Ruhig, das angegraute Haar sauber gescheitelt, wirkt der zum Christentum übergetretene Mann im blauen Hemd während des Plädoyers von Staatsanwalt William Smith abwesend und desinteressiert – gerade so, als sei er nicht die Hauptperson, sondern nur ein Zuschauer, den es aus Versehen in eine langweilige Veranstaltung verschlagen hat. Smith nennt Duch einen „glühenden Anhänger der Revolution“, der die Verbrechen in S 21 „systematisch und vorsätzlich“ begangen habe. Er wirft ihm vor, den Roten Khmer auch nach dem Sturz des Regimes noch 15 Jahre lang treu geblieben zu sein. Der australische Jurist bezweifelt, dass Duchs Reue ernst gemeint sei.

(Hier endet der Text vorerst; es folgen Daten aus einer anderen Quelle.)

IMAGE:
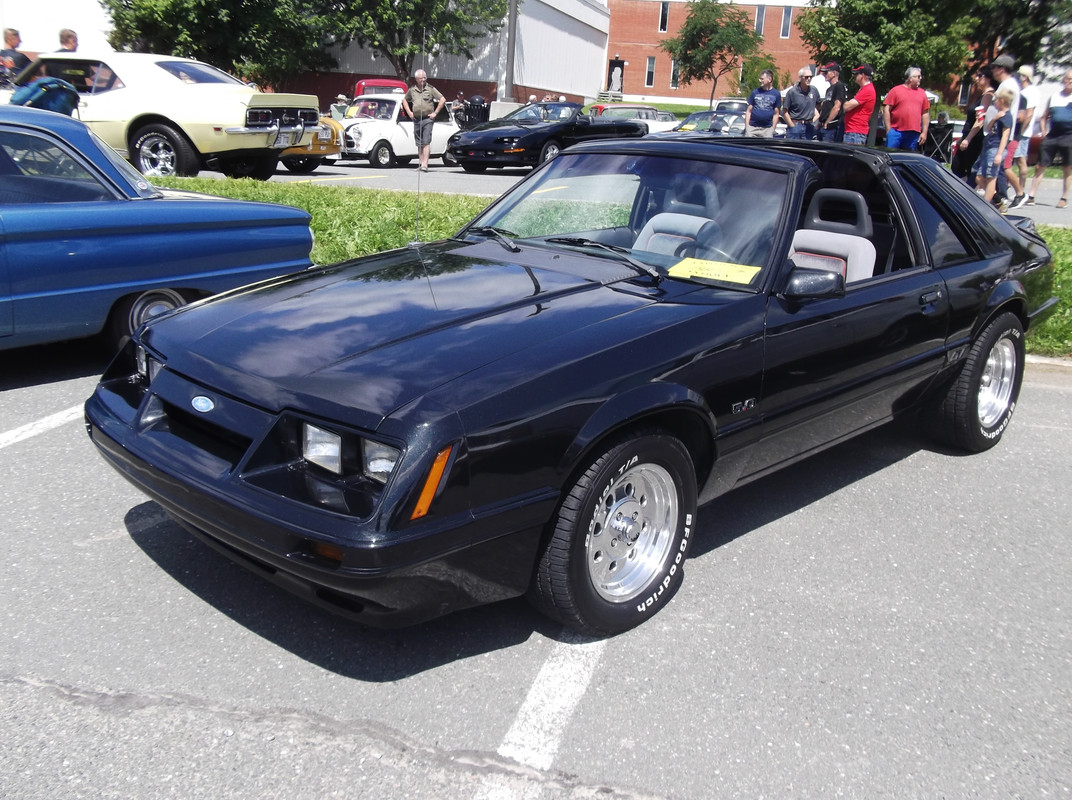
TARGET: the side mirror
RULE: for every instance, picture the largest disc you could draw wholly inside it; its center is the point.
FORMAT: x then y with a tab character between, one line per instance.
805	283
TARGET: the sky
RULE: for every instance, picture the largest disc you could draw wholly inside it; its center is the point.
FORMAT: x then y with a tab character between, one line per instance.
39	23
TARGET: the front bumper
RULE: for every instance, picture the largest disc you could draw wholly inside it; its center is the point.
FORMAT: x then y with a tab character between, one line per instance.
380	580
493	157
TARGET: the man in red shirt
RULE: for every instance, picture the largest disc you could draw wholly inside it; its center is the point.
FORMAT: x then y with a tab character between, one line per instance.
859	109
907	113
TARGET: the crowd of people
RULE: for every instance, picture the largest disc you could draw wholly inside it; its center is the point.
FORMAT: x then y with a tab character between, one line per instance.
1006	112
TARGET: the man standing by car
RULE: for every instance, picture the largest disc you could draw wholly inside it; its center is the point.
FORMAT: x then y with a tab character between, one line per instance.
906	112
13	60
763	104
802	107
859	109
830	115
422	102
1026	124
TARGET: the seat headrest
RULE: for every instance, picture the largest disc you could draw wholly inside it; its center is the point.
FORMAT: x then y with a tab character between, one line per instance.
829	208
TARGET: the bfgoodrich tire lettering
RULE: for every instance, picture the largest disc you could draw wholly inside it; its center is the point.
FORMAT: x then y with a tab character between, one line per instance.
616	551
978	405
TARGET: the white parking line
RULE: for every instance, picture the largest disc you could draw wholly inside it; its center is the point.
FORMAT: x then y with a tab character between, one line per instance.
535	736
41	426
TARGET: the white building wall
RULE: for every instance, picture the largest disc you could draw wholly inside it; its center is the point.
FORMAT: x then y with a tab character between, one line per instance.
561	47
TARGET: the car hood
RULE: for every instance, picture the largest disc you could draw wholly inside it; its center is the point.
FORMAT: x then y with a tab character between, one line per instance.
361	339
499	128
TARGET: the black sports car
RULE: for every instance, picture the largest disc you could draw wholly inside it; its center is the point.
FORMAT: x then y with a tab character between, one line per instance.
539	403
533	134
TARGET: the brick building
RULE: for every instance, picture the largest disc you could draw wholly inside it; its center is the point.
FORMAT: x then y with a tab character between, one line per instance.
648	73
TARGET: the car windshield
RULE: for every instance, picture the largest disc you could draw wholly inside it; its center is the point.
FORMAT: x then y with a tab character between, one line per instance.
372	109
540	112
689	219
628	113
193	72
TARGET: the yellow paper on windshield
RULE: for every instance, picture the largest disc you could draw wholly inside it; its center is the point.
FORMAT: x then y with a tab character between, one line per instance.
714	270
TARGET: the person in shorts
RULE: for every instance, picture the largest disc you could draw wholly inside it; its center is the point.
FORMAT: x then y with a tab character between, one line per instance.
1056	127
422	102
991	161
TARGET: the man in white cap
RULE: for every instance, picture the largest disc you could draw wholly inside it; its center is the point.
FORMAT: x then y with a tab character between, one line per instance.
1026	124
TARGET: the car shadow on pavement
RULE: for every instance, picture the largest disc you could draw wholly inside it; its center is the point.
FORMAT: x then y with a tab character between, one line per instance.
53	363
367	654
317	636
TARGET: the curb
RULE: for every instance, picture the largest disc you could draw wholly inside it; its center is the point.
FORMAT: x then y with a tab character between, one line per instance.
1050	361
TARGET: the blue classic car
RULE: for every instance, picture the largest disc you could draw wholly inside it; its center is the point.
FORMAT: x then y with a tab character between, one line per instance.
89	245
539	404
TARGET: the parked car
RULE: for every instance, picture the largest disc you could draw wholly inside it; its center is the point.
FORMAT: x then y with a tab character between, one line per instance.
377	129
176	116
648	114
90	246
324	148
728	123
540	403
533	134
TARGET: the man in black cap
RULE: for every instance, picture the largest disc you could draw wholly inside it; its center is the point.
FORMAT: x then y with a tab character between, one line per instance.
858	110
830	115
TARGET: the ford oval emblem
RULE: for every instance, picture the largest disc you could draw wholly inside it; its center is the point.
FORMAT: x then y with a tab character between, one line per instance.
203	404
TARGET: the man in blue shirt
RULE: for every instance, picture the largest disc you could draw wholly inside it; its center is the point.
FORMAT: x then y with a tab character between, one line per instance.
763	106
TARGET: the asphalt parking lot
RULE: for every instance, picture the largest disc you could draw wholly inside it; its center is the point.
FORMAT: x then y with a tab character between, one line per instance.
887	619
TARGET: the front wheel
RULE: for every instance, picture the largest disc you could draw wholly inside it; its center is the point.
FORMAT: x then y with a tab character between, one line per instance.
129	314
977	406
159	150
616	552
382	156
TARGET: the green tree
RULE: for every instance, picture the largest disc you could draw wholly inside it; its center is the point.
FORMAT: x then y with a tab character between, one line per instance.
404	30
1031	30
265	41
714	40
891	35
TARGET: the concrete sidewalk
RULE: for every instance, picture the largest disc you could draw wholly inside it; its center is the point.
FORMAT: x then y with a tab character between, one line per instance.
1045	211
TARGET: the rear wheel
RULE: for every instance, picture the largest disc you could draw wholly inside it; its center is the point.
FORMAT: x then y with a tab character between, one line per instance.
616	552
159	150
302	165
382	156
131	312
978	405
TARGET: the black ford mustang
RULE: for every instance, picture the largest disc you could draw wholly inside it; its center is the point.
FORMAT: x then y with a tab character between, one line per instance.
533	134
540	403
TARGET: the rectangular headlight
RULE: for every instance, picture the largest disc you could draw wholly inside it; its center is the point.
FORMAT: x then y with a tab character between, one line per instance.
322	447
380	460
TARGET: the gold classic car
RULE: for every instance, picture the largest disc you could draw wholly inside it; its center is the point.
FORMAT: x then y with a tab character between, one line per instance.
176	116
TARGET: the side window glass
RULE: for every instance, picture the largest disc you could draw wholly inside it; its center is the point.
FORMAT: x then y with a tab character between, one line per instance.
942	237
35	169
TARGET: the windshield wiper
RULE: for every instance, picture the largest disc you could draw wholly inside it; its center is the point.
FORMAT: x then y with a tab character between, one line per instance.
499	234
624	252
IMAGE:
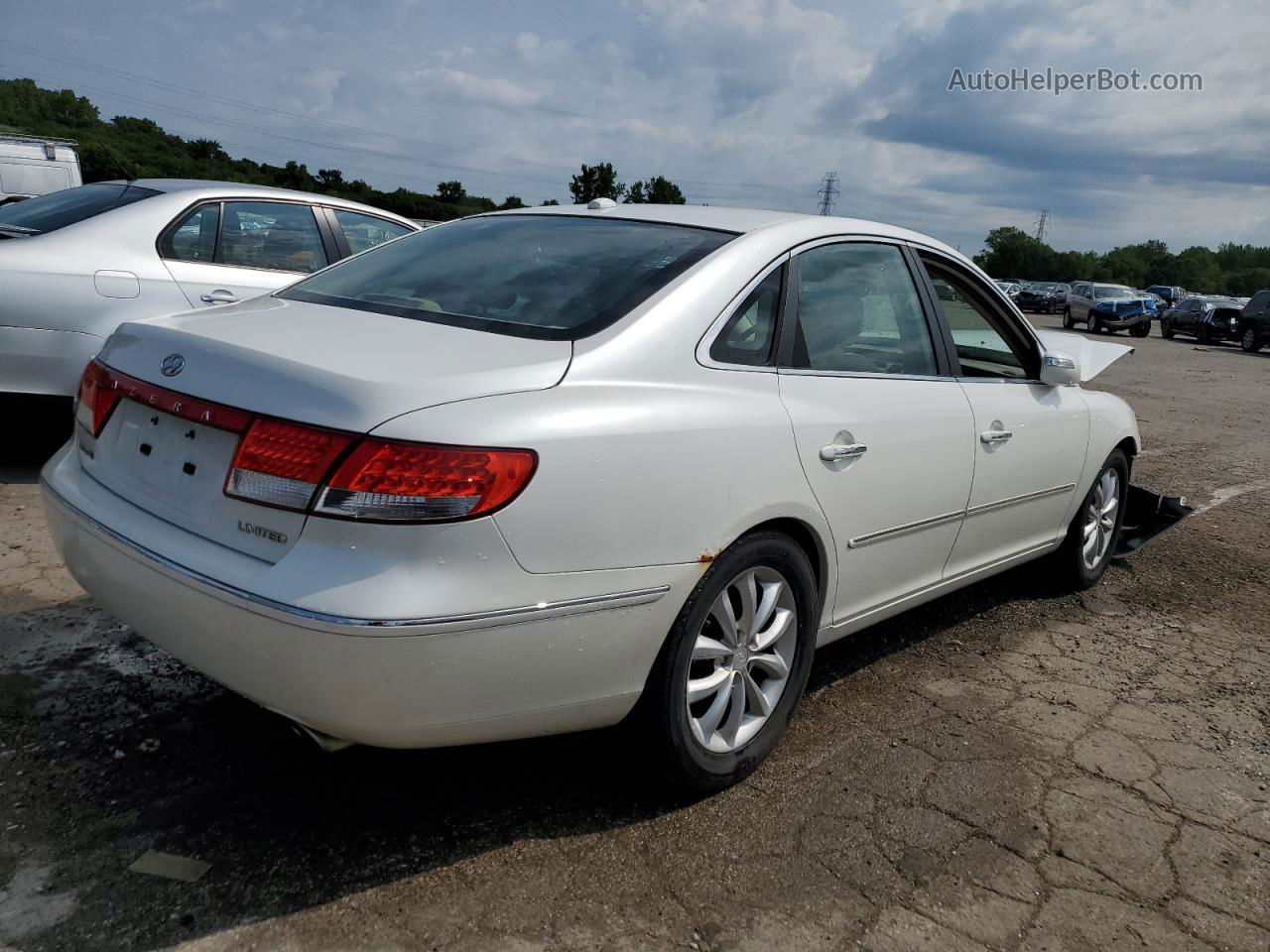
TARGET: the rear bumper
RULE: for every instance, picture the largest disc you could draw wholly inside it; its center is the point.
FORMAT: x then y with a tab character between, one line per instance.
35	361
545	667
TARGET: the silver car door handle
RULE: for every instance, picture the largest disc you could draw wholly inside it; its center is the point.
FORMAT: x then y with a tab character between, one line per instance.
994	435
842	451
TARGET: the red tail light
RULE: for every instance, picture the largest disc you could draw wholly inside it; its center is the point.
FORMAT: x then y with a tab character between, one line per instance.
282	463
98	394
327	472
421	481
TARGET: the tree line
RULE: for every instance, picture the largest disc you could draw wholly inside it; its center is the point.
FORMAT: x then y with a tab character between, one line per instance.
126	146
1230	270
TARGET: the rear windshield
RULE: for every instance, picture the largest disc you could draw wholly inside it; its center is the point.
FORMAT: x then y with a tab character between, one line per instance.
553	277
45	213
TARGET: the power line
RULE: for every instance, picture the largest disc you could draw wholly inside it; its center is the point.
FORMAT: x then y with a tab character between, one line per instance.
828	191
1042	221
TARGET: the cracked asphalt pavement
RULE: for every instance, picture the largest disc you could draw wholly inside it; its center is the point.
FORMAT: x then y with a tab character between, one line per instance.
1011	767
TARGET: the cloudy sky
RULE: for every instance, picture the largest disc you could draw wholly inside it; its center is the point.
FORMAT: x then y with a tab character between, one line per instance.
740	102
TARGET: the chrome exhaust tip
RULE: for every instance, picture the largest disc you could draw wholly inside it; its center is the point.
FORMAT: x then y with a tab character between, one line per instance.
329	744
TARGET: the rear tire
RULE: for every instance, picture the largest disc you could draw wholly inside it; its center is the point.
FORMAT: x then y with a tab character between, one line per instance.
1092	536
703	749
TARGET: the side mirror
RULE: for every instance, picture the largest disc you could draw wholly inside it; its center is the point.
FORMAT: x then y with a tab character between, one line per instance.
1060	370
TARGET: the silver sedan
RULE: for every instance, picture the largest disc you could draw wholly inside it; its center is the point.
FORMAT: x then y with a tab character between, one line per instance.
75	264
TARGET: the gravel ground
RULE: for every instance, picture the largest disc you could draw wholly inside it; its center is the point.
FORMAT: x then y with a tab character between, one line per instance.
1011	767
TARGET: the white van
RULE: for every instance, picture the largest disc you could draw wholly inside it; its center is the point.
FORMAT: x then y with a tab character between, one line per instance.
32	166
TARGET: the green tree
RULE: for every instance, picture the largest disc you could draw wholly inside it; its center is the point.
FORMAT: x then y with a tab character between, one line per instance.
595	181
1012	253
662	190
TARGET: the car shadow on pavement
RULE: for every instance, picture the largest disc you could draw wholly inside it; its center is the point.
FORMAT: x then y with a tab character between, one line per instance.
125	751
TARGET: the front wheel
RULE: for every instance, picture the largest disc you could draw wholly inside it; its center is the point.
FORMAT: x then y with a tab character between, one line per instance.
734	665
1095	530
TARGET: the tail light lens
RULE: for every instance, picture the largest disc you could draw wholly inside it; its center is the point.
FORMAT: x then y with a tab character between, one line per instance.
282	463
420	481
326	472
95	399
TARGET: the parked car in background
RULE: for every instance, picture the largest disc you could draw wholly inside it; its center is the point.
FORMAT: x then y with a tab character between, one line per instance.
36	166
1044	296
1170	294
1254	327
1109	307
76	263
1206	318
437	494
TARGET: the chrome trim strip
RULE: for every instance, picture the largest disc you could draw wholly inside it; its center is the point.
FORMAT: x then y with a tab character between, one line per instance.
504	616
881	535
1015	500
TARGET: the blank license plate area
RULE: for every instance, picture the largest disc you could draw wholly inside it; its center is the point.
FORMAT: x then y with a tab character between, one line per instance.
181	463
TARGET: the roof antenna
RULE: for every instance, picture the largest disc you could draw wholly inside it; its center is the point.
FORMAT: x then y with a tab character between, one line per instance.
127	175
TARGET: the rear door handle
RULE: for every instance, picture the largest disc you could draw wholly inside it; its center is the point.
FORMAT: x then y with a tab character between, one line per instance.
833	452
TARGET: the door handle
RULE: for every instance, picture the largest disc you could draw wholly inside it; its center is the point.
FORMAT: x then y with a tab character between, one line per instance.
833	452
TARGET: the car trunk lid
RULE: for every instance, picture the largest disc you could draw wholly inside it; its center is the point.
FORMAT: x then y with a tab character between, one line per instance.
189	385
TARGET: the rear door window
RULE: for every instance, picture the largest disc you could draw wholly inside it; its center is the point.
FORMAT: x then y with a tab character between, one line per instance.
278	236
193	238
363	231
858	312
45	213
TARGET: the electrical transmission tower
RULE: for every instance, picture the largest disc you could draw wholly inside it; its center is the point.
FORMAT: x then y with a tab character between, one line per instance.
1042	221
828	191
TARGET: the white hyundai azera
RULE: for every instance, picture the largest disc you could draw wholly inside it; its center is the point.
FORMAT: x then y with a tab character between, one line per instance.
540	471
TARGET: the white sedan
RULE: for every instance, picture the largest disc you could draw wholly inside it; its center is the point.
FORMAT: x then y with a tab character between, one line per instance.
76	263
540	471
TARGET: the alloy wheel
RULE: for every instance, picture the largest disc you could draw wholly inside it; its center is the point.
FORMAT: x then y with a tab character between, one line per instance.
742	658
1100	520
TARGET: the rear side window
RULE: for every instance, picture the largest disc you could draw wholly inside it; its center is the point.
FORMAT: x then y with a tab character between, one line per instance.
278	236
985	340
193	238
363	231
45	213
747	336
552	277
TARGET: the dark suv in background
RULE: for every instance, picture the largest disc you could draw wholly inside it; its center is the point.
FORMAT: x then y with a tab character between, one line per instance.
1254	327
1171	294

Der Andrang im außerhalb von Phnom Penh gelegenen Gerichtsgebäude ist groß an diesem Mittwoch. Mehr als 900 Kambodschaner sind gekommen, um das Ende des ersten, historischen Verfahrens selbst zu erleben. Der Prozess ruft grausame Erinnerungen wach, verspricht aber auch Hoffnung auf Wahrheit und Gerechtigkeit. Der Saal ist bis auf den letzten Platz besetzt. Einigen hundert bleibt nur, den Duchs Auftritt auf den Videoleinwänden außerhalb zu verfolgen.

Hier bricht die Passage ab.